Closed aplavin closed 8 months ago
Nightly failures unrelated
We just met a Vararg length limitation here. Tuple reducer using Base.tail
plays bad for these long inputs as expected.
It should be noticed that the current version gives a stronger promising on inlining. As map
has no @inline
, and callsite inlining is not supported before 1.8.
There's also some concern on inferability on nested StructArray
, though it should be usually ok in this case.
some concern on inferability on nested StructArray
Could you please suggest a few @inferred
tests to add to the testsuite, so that to check for that? Not just for this PR, but for anything that happens in the future as well. Otherwise it's very easy to forget!
the current version gives a stronger promising on inlining
Are you talking about the @inline
annotation? Docs say that it doesn't force nor guarantee anything: it's an "extra nudge" as docs phrase it. Also they say small functions typically don't need this annotation at all...
map
on Tuples is very fundamental in Julia, pretty sure its performance is kept in check.
I believe map itself is not designed for handling this kind of long tuples though. It would give up rescusion and fallback to a collect to Vector{Any}
algorithm which punishes inference. You need ntuple
or generated function to forse unroll in this case.
As for inlining, the current code would has more possibility to be inlined. In fact, getindex
is not that cheap, especially for AbstractArray
. So I think we'd better remove all inline blocker here.

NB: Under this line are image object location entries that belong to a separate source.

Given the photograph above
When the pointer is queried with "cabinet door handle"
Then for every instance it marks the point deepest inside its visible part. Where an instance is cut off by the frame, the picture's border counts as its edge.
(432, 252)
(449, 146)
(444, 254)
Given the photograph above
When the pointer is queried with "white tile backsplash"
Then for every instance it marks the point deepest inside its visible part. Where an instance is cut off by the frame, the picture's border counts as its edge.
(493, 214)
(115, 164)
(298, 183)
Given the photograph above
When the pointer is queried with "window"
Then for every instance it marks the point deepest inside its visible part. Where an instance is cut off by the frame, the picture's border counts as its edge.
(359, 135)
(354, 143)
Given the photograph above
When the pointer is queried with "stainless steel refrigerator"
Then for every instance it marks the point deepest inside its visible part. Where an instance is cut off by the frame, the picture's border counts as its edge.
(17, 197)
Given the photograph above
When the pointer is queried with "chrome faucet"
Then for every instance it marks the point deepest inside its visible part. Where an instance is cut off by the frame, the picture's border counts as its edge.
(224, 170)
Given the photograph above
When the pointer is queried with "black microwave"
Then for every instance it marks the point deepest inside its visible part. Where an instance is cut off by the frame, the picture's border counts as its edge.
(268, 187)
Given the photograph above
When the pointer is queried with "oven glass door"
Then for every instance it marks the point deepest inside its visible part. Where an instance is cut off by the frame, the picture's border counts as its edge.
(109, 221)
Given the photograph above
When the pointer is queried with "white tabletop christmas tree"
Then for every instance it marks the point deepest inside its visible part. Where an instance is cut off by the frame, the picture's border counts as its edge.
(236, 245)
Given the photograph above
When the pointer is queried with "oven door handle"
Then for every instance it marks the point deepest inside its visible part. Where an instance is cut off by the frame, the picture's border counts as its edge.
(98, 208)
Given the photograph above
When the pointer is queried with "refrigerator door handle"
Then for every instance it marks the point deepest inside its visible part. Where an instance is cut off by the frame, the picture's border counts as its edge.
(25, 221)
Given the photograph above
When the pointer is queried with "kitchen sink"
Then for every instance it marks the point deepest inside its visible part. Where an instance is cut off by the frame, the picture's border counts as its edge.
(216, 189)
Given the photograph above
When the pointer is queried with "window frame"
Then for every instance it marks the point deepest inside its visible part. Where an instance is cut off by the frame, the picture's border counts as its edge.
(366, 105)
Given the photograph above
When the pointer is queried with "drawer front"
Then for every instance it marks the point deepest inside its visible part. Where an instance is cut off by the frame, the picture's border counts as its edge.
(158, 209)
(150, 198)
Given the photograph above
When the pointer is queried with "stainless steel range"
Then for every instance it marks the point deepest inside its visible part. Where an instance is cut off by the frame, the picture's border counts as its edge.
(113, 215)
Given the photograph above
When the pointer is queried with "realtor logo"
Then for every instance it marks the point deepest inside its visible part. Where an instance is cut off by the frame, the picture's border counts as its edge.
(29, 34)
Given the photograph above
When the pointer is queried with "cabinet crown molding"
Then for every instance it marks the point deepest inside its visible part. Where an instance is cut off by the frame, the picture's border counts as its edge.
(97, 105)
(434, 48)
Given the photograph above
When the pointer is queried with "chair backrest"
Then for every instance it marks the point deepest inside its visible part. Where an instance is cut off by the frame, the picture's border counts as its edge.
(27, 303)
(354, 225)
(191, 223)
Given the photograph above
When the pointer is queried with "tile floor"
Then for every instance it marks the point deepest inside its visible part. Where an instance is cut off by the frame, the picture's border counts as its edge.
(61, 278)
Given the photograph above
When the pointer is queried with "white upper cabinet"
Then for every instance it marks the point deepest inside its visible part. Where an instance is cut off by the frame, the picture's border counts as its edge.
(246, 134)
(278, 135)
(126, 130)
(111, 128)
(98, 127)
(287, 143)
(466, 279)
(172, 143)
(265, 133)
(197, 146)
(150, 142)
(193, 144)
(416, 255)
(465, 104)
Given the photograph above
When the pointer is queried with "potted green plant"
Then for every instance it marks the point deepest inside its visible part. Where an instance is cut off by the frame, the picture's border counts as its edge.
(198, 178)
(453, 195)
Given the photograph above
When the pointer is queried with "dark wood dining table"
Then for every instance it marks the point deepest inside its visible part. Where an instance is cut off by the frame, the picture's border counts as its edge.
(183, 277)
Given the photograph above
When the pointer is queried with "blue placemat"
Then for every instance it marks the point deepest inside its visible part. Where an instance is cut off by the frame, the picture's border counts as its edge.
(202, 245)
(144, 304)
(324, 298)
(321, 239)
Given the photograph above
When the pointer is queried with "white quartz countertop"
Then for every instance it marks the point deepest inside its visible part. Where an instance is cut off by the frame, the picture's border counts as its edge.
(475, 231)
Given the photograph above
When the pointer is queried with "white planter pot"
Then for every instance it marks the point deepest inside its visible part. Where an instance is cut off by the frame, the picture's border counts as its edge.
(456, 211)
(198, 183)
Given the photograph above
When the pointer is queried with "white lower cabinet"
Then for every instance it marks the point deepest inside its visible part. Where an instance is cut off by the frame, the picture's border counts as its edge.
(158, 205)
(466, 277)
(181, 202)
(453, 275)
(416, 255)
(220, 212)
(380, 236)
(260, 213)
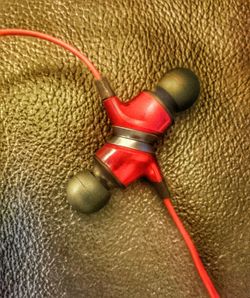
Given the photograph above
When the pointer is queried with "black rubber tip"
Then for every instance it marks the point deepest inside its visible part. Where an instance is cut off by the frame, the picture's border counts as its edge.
(181, 86)
(86, 193)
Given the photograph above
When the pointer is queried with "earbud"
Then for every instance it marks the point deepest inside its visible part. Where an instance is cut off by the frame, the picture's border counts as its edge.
(179, 89)
(129, 154)
(86, 193)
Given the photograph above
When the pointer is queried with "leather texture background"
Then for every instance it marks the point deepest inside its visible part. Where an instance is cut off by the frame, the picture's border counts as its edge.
(52, 121)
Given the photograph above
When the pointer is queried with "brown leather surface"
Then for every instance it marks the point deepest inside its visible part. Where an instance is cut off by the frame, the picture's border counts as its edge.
(52, 121)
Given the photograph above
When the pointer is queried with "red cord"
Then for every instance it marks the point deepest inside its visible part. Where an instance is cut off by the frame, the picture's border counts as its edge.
(192, 249)
(82, 57)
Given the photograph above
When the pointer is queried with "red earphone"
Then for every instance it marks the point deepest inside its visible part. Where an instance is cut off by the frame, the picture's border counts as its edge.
(129, 154)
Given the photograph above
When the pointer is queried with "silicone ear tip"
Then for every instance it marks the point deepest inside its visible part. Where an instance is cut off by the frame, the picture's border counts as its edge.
(85, 192)
(183, 87)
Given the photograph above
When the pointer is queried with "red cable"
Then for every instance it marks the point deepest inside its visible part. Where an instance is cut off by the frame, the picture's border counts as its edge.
(192, 249)
(197, 261)
(82, 57)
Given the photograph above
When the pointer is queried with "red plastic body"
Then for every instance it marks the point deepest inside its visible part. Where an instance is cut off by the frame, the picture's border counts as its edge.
(143, 113)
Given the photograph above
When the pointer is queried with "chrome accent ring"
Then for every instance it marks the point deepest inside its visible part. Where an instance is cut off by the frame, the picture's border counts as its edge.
(130, 143)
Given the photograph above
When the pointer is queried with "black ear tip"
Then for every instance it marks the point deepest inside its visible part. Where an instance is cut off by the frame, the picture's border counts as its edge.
(86, 193)
(182, 85)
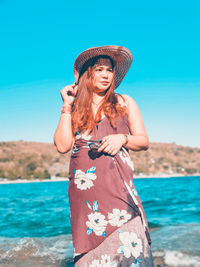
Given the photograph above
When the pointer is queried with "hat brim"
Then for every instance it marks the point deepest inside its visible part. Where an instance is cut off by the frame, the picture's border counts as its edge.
(121, 56)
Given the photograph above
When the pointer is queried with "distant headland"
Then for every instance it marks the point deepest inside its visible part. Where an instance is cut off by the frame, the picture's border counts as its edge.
(27, 160)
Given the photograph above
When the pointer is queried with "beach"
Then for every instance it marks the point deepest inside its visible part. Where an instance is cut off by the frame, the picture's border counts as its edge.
(35, 221)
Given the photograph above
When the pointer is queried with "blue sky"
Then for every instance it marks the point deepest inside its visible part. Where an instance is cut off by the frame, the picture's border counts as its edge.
(40, 41)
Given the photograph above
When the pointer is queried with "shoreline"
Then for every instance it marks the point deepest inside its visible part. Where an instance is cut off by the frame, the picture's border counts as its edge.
(64, 179)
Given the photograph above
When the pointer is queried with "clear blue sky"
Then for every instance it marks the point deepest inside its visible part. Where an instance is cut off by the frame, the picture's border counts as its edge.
(39, 41)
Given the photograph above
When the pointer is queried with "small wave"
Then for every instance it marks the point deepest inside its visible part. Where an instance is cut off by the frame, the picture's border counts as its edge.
(41, 252)
(175, 259)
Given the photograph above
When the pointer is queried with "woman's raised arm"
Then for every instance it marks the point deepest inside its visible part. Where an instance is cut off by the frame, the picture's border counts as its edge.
(138, 140)
(63, 137)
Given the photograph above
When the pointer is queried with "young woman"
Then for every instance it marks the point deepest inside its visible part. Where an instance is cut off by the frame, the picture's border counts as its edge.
(108, 222)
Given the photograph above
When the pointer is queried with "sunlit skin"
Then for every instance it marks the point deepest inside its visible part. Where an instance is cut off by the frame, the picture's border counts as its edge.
(102, 72)
(102, 76)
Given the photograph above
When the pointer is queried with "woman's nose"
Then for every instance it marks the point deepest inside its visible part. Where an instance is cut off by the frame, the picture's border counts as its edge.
(105, 74)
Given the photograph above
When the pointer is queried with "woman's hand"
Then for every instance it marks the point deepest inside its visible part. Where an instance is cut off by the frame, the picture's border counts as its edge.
(68, 94)
(111, 144)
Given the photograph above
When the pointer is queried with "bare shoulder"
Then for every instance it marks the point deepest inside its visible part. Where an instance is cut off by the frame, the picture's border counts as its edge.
(128, 101)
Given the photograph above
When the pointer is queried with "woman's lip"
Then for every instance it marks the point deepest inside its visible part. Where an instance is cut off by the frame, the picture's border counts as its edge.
(105, 82)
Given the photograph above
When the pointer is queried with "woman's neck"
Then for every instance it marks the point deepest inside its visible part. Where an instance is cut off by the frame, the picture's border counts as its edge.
(97, 99)
(96, 102)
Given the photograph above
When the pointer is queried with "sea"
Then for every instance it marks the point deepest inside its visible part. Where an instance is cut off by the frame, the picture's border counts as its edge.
(35, 222)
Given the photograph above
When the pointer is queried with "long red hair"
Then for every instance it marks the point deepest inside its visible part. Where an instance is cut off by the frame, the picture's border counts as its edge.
(82, 115)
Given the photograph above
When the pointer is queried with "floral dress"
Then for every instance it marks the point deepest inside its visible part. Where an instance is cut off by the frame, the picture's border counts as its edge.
(108, 222)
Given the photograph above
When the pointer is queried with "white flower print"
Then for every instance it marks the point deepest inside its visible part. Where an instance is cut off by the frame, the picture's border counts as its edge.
(97, 223)
(118, 217)
(84, 180)
(126, 158)
(83, 136)
(95, 263)
(106, 262)
(131, 244)
(144, 223)
(131, 193)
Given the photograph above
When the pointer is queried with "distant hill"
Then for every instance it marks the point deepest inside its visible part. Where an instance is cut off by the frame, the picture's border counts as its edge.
(29, 160)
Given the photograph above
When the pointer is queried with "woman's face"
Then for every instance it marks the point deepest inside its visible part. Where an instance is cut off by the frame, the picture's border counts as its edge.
(102, 75)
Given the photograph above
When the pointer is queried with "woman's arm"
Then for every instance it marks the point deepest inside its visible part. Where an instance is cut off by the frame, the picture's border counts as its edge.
(63, 137)
(138, 140)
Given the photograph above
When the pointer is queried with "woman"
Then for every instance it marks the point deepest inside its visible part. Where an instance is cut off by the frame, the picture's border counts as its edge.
(109, 226)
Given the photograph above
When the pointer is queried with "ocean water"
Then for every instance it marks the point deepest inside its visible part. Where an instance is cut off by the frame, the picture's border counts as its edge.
(35, 222)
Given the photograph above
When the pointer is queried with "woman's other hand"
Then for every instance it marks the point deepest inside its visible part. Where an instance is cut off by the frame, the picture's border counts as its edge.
(68, 94)
(111, 144)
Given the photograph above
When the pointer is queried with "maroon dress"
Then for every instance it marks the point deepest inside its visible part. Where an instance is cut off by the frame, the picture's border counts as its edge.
(108, 222)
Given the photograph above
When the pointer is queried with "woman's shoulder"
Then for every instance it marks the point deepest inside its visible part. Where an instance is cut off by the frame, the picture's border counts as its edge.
(126, 100)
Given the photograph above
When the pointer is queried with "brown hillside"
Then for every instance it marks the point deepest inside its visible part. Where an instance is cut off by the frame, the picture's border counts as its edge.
(30, 160)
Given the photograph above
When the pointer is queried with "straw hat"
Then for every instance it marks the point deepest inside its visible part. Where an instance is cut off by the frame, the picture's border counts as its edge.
(120, 55)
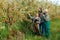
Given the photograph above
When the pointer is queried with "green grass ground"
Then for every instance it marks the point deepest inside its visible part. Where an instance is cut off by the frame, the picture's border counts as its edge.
(54, 34)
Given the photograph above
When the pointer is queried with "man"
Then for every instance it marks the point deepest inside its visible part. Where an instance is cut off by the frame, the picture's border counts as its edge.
(36, 21)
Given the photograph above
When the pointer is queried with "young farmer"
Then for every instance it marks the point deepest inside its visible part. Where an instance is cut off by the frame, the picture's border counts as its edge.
(47, 22)
(36, 22)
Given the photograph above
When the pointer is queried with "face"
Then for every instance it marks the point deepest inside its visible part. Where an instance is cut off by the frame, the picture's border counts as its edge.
(40, 10)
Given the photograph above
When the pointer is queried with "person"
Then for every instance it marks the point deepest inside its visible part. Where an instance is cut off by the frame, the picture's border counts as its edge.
(42, 24)
(47, 22)
(36, 22)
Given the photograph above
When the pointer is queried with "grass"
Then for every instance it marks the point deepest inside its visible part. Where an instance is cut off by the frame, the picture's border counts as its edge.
(21, 26)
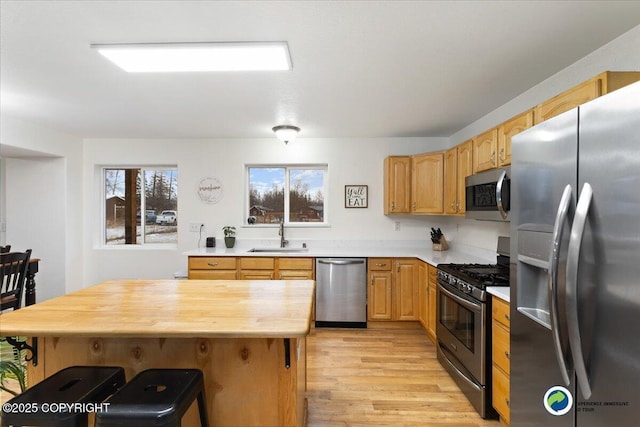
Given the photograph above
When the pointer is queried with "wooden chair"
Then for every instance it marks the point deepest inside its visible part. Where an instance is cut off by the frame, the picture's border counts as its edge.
(13, 275)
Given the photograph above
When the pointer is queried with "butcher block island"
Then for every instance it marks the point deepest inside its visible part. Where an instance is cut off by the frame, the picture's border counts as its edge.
(247, 336)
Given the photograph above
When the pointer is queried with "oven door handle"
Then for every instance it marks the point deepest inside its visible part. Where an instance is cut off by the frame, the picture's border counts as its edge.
(558, 230)
(468, 304)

Indeed, sounds like ntuple()
should bring the best from both worlds here :) Will update the PR, always forget about that function.
And would be really great if you could suggest more inference or related tests for StructArrays, so that we could catch (some) of these potential issues automatically in the future.
ntuple
is also a inline blocker here. I think a StructArray
of SMatrix{4,4}
(or bigger) is enough to see the difference.
In fact, the limitation comes from Base.argtail
. So the simpliest fix here is defining tail
ourselves.
As for inference, I believe a nested StructArray
with 4 or 5 layers is enough to check stability. Though I wound if this has a realistic usage (just like the big struct in MWE). IIUC
, Array
should be preferred for these cases.
I also seem to remember we switched to this version as a map
-based (or rather ntuple
-based) get_ith
caused problem in CUDA kernels (see #114 and #87). We should probably add tests that StructArrays work in CUDA kernels, but I'm unsure what is a way to do that without complicating CI (I don't think the standard GitHub CI has access to a GPU).
Looks like lots of stuff is interconnected here! Wide, deep, GPU arrays...
Maybe just do @generated get_ith
then, should always be no-overhead and work with any GPU type?
Pinging @vchuravy @lcw (those from the PR you linked): do you guys have any suggestions?
Pushed a straightforward @generated
implementation: seems to solve all mentioned issues!
Don't know how to add something relevant to tests, but here are benchmarks:
A = StructArray([SMatrix{6,6}(rand(6,6)) for _ in 1:10])
@btime $A[5]
# before:
# 6.948 μs (155 allocations: 5.36 KiB)
# after:
# 1.021 μs (39 allocations: 1.45 KiB)
B = StructArray(a=StructArray(b=StructArray(c=StructArray(d=StructArray(e=StructArray(f=1:10))))))
@btime $B[5]
# before:
# 1.500 ns (0 allocations: 0 bytes)
# after:
# 1.500 ns (0 allocations: 0 bytes)
C = StructArray(;[Symbol("x$i") => 1:10 for i in 1:50]...)
@btime $C[5]
# before:
# 42.375 μs (854 allocations: 45.86 KiB)
# after:
# 1.092 μs (3 allocations: 1.31 KiB)
So there are still remaining allocations? Perhaps it's another similar problem caused by splatted Tuple. I guess you need to fix that too to make your case fully optimized.
If we design to optimize this package for eltype with big struct, it would be good to ensure it works in more cases. Just for example, apparently inference would be blocked by map
in _getindex
below.
That's a bit above my head – tried to specialize more functions involved, but it didn't help. Suggestions welcome!
And this PR is a strict improvement anyway, with more than an order of magnitude speedup. This can easily turn the overhead from "dominates the profview" to "barely visible there".
I haven't tested it but the new @generated
version of the code looks great. It should work on the GPU as well.
I also like the generated function approach, it does seem very simple and elegant. I've left a couple minor suggestions, but overall looks good to me.
Followed those comments, should be ready! Still, not sure if something relevant is possible to put into tests, but that would be great.
gentle bump...
bump
I'll take the liberty to merge this, following an advice on slack #arrays. The PR didn't get a strong "no" from maintainers, changes are nonbreaking, and quite local (ie not an overhaul). Please let me know if anything is wrong, it's the first time I do this in JuliArrays.
Makes getindex and related functions much faster on arrays with a few tens of components.
Narrow arrays:
Intermediate arrays:
I guess originally there was some reason why the current implementation was chosen instead of a more naive one? The latter turns out to be faster now.